For a group that has developed a popular and much-imitated repertoire of secular bluegrass, the release of four sacred music records in as many years may seem like a burning of bridges. But this is not a situation where an artist has “found religion” and abandoned secular music. Quicksilver still performs secular material onstage, and Lawson does not expressly rule out the possibility of future non-gospel releases. His reasoning for the current string of projects reflects a more complex combination of musical, personal and business concerns.
Gospel music has been a major part of Lawson’s life and legacy since he was born in 1944. His father was in an a cappella quartet, schooled in the shape-note tradition of music notation and hymn singing. “They sang in churches and things around like that, but they didn’t play or sing for money,” Lawson says. “They sang because they loved to sing, and they believed in what they were singing about. They would go to revivals and sing in churches and all of that within probably a 75-or-100-mile radius of the East Tennessee area. Once in a while they would go over and do a radio program with a preacher on a Sunday afternoon. That’s where I learned to love gospel music, and particularly a cappella.”

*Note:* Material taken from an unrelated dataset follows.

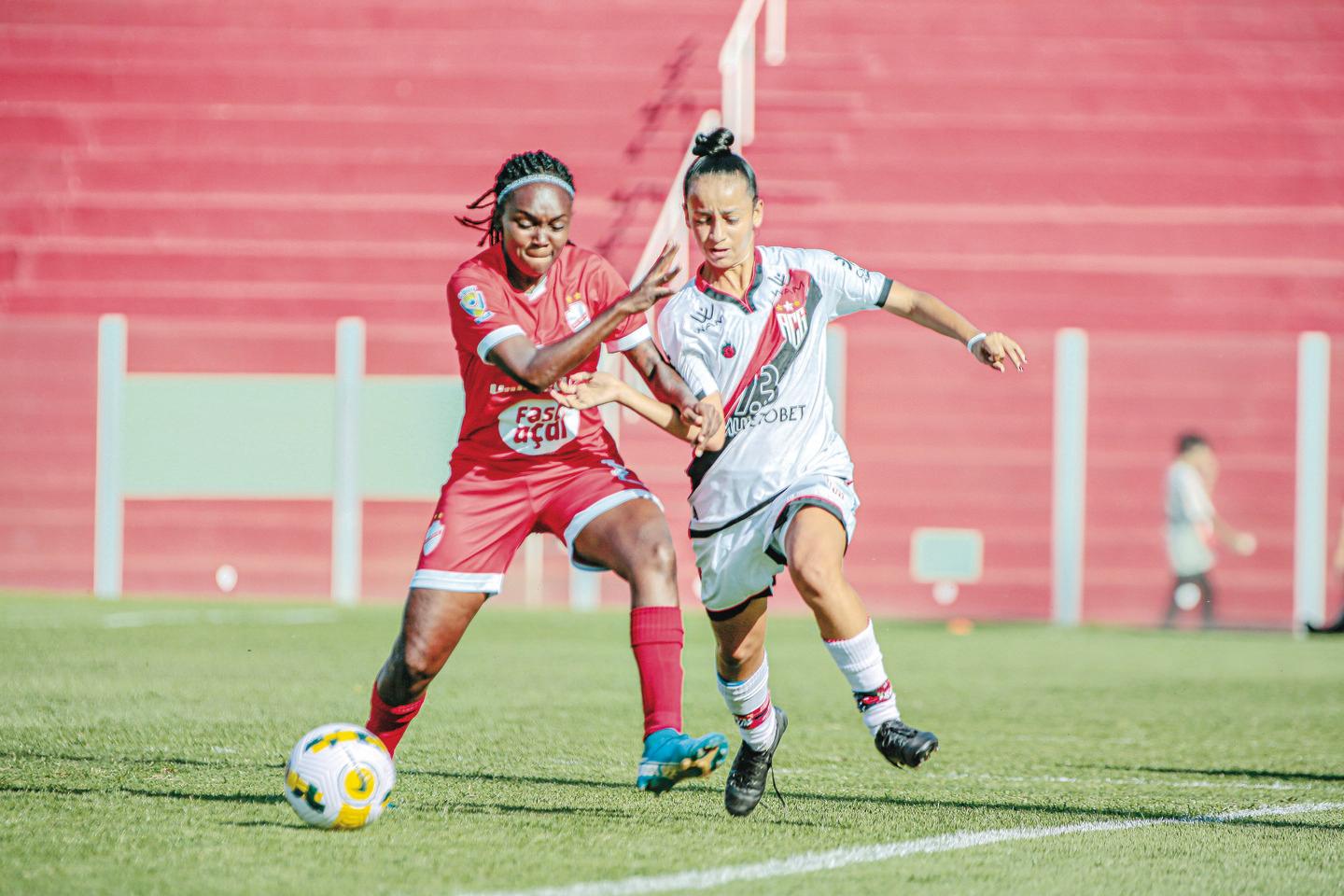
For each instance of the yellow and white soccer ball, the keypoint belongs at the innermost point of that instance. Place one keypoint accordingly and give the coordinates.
(339, 776)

Lawson points to two selections from Winding Though Life, “Heaven Alone Will Satisfy Me” and “If Jesus Is There”, as examples of the music he learned from his father. Lyrically, they’re simple statements of rock-solid faith, but harmonically, they’re deceptively complex, with subtle chord shifts and voicings rarely heard in traditional bluegrass.

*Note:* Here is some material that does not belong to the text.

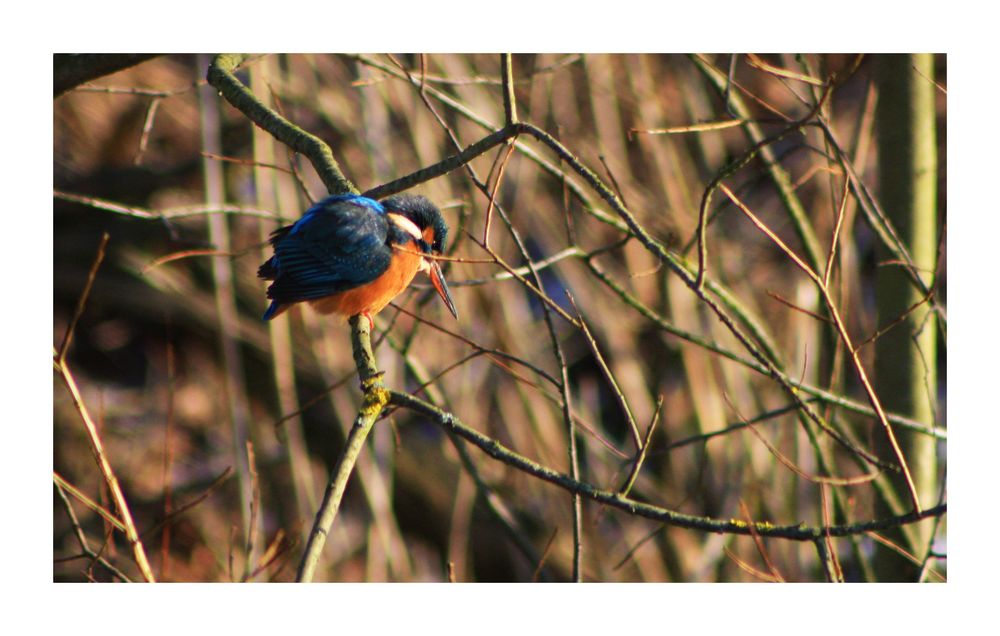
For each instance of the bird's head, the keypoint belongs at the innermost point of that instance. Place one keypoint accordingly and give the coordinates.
(431, 236)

This formative exposure had a major effect on Lawson’s development as a musician. It was the underpinning for a lifelong fascination with vocal arrangement, noticeable even in his earliest recordings as a member of J.D. Crowe’s Kentucky Mountain Boys in the late ’60s. It’s even more evident in the entire body of Quicksilver’s work, sacred and secular. It explains why he could see the potential of a song such as Randall Hylton’s lushly chorded “My Heart Is Yours” and shape it into a performance that is heartfelt yet remarkably precise in its execution. And because much of his early experience with gospel music was in its primary form, Lawson was in a position to reinvent its introduction into the bluegrass band setting, much as Bill Monroe and other first-generation artists had done decades before.
Somewhat apart from his musical instincts, the Christian awakening Lawson experienced in May, 1985 played a major role in his decision to devote much of his energies to the sacred side of bluegrass, and to become a presence in the mostly separate milieu of Christian music. Is it a ministry? “Yes it is,” responds Lawson. “It’s a way for us to be a witness. I don’t think it’s necessary to carry a sign on your back and tell the people that you are. I think the way that you live and lead your life each and every day is an example for people that they can look and pretty well know what kind of person you are.”
Sometimes the impact is more than just musical. Lawson tells of one such encounter involving a man he met at one of his concerts. “He had been in trouble most of his life. He’d been in prison for years. He’d been involved in drugs. ‘You name it,’ he said, ‘I’ve done it.’ He said he had gone to meet his supplier to buy more drugs, and he heard a song on the radio by Doyle Lawson & Quicksilver, and the song was ‘There Is A God’. And he said he had a feeling come over him like he’d never had before.
“And he got in his car and he left. And he said, ‘I don’t know if [the supplier] ever showed up or not. I haven’t seen him since, because just a short while after that I gave my life to the Lord.’ Stories like that…when they come and tell me things like that, you know, that makes me thankful that we have done something that would be positive in somebody’s life.”